It’ll be hard to top the anticipation borrowers felt going into last year, a year that gave us one of the biggest mortgage rule changes of all time – the new “stress test” – and a three-quarter-point hike to prime rate.
But 2019 won’t be without its own mortgage drama. Here’s what the stars are telling us about what’s to come in next year’s mortgage market.
Rotation into variable rates
A yield curve near inversion, plunging oil prices, increasingly dovish central bankers, a vulnerable stock market. Take your pick because clues of economic weakness are mounting. That’s trimming odds that the Bank of Canada will reach its previously estimated 2.5-per-cent to 3.5-per-cent neutral rate any time soon. These headlines and the three-quarter-point spread between five-year fixed rates and variable rates will give more people confidence to go variable in early 2019. Later in the year, as the gap between fixed and variable rates narrows, the old five-year fixed will regain some of its lustre.
As the 2019 election approaches, politicians will add mortgage accessibility to their campaign platforms. They’ll especially try to win the minds of first-time buyers, a key constituency that’s finding it harder than ever to get financing. If you want to wager on the outcome, bet on one of three policy tweaks in 2019:
- An upper limit on the interest rate used by lenders to stress-test borrowers;
- The return of 30-year amortizations for first-time buyers getting default-insured mortgages; or
- An exemption from the stress test for borrowers who want to switch lenders to get a better rate.
To recap, the stress-test rules introduced a year ago require home buyers with a down payment of 20 per cent or more to make sure they can afford mortgage payments at the greater of: the Bank of Canada’s five-year benchmark rate or the actual rate being offered plus two percentage points. Anyone with insured mortgages – those making a down payment of less than 20 per cent – must qualify at the greater of: the same Bank of Canada benchmark rate or the actual rate offered by your lender (without adding the extra two percentage points).
In-branch mortgage sales decline
Today’s mortgage shoppers demand fast, intelligent advice without the sales pitch. They also want the lowest possible rates. And lenders could offer both – if they didn’t have to maintain their large commission-based sales forces. In 2019, we’ll see more lenders lowering their costs by cutting out the middlemen (a.k.a. “mortgage specialists”) and replacing call-centre reps (often no more than lightly trained customer-service agents) with salaried mortgage experts. Case in point are HSBC Canada’s new, no-commission telephone mortgage advisers, who average far more mortgage experience (10 years) than a typical call-centre rep. By the end of 2019, trips to a bank branch for mortgage advice will start going out of fashion. Lenders will rush to revamp their call centres and add website automation and video chat, all in an effort to entice savvy online borrowers – borrowers who are increasingly willing to trade face-to-face service for another 10 basis points off their rate. (A basis point is one-100th of a percentage point.)

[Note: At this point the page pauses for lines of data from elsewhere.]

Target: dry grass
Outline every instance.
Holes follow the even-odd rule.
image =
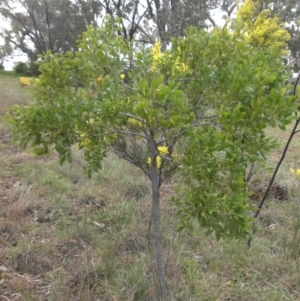
[[[0,75],[0,83],[0,116],[30,100],[17,78]],[[2,119],[0,129],[10,130]],[[288,135],[269,134],[280,143]],[[171,184],[162,188],[172,301],[300,300],[300,182],[289,173],[300,166],[298,149],[295,140],[277,179],[290,198],[267,201],[250,250],[201,229],[177,233]],[[87,180],[81,154],[74,155],[61,167],[55,154],[34,157],[0,143],[0,300],[157,300],[148,180],[113,156]],[[279,156],[254,178],[266,181]]]

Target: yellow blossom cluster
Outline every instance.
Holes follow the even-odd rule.
[[[159,146],[157,148],[157,150],[158,150],[159,154],[162,155],[162,156],[166,156],[169,153],[169,150],[168,150],[167,146]],[[151,158],[148,158],[147,164],[149,166],[151,166]],[[161,158],[161,156],[156,156],[156,167],[158,169],[161,168],[161,164],[162,164],[162,158]]]
[[[89,120],[86,121],[87,125],[93,125],[93,124],[100,124],[102,122],[101,118],[90,118]],[[80,141],[76,143],[76,148],[81,149],[81,148],[87,148],[87,149],[92,149],[93,148],[93,143],[92,140],[89,138],[88,132],[83,132],[83,131],[76,131],[77,134],[79,134]],[[111,141],[115,140],[117,138],[117,134],[113,132],[113,130],[110,131],[105,131],[104,132],[104,141],[107,143],[110,143]]]
[[[81,149],[81,148],[85,147],[85,148],[91,149],[92,148],[92,141],[91,141],[91,139],[89,139],[87,137],[87,134],[80,133],[79,136],[80,136],[81,141],[76,143],[76,148]]]
[[[161,168],[161,164],[162,164],[161,156],[167,156],[169,154],[169,149],[167,146],[159,146],[157,148],[157,150],[159,152],[159,155],[156,157],[156,167],[159,169],[159,168]],[[178,153],[176,151],[173,151],[172,159],[177,162],[180,160],[180,156],[178,155]],[[149,166],[151,166],[151,158],[148,158],[147,164]]]
[[[86,121],[87,124],[94,124],[95,119],[90,118],[89,120]],[[77,131],[80,137],[80,141],[76,143],[77,149],[86,147],[86,148],[92,148],[92,141],[90,138],[88,138],[87,133],[84,133],[82,131]]]
[[[297,178],[300,178],[300,169],[295,170],[294,168],[290,168],[290,173]]]
[[[269,9],[257,14],[258,6],[258,0],[245,0],[237,11],[237,21],[245,30],[246,42],[259,47],[286,48],[290,34],[277,17],[271,17]]]
[[[153,58],[152,67],[151,67],[152,72],[156,72],[159,70],[158,65],[161,59],[160,49],[161,49],[161,42],[160,40],[158,40],[158,42],[156,42],[152,47],[152,58]]]
[[[245,26],[250,27],[252,25],[252,19],[256,12],[258,1],[245,0],[242,7],[237,12],[237,20],[242,22]]]
[[[164,60],[171,58],[172,56],[169,53],[162,53],[160,49],[161,49],[161,42],[160,40],[158,40],[152,47],[152,60],[153,60],[151,66],[152,72],[159,71],[159,66],[165,64]],[[185,63],[181,63],[179,61],[179,57],[177,57],[173,65],[172,72],[174,73],[175,70],[187,72],[189,70],[189,67]]]
[[[120,79],[123,80],[123,79],[125,78],[125,74],[124,74],[124,73],[121,73],[121,74],[119,75],[119,77],[120,77]],[[108,76],[108,75],[103,75],[103,76],[95,77],[94,79],[95,79],[96,85],[97,85],[98,87],[100,87],[101,84],[104,82],[104,80],[105,80],[106,78],[109,78],[109,76]]]

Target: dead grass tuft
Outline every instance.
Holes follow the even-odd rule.
[[[146,241],[142,237],[129,238],[122,242],[118,248],[118,254],[137,255],[139,252],[144,252],[147,248]]]
[[[124,197],[126,200],[140,200],[149,196],[150,189],[148,185],[139,184],[139,185],[132,185],[127,188],[125,191]]]
[[[53,261],[33,251],[18,253],[11,259],[12,268],[19,273],[40,275],[53,270]]]
[[[169,251],[165,255],[166,275],[170,282],[179,283],[182,278],[182,265],[178,260],[177,254]]]
[[[16,246],[19,236],[19,224],[7,219],[0,220],[0,248],[7,246]]]
[[[76,256],[84,250],[84,246],[77,240],[61,240],[56,244],[58,252],[64,256]]]

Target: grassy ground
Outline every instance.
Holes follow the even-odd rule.
[[[7,109],[29,101],[28,87],[0,74],[0,137],[10,132]],[[269,134],[280,143],[288,137]],[[290,197],[267,201],[250,250],[201,229],[177,233],[171,184],[162,188],[172,301],[300,300],[300,182],[289,173],[300,167],[297,138],[278,177]],[[267,167],[279,157],[274,151]],[[157,300],[148,180],[112,155],[91,180],[79,152],[72,165],[57,161],[0,141],[0,300]],[[268,179],[267,167],[254,178]]]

Tougher rules for HELOC holders
Got a home equity line of credit and want a new mortgage on another property? Canada’s two biggest lenders – Royal Bank of Canada and Toronto-Dominion Bank – now assume that you’ll max out that HELOC when they evaluate your mortgage application. That’s how they assess whether you can afford a new mortgage, in addition to the one you already have, even though you may not have borrowed a single penny from that credit line. The banking regulator thinks that’s prudent, and if my hunch is right, it’ll persuade other lenders to do the same in 2019. The net effect: People with existing HELOCs will qualify for fewer/smaller mortgages, putting a small dent in sales of second homes, rental units and vacation properties, among other outcomes.
Self-serve mortgage advice
In 2019 we will witness the emergence of mortgage bots in Canada. These chat bots, as they are known, will serve up instant automated answers to your mortgage questions. And they’ll do it with no sales pressure. If you really want to talk to a person the bot will transfer you to a human adviser, but in time bots will get smarter and replace most front-line mortgage agents. That’ll cost jobs for some in the industry this year and cut costs for lenders. Some lenders may pass through this saving to customers by way of lower rates, but we’re talking just one or two basis points here, about 10 Big Macs a year in interest savings.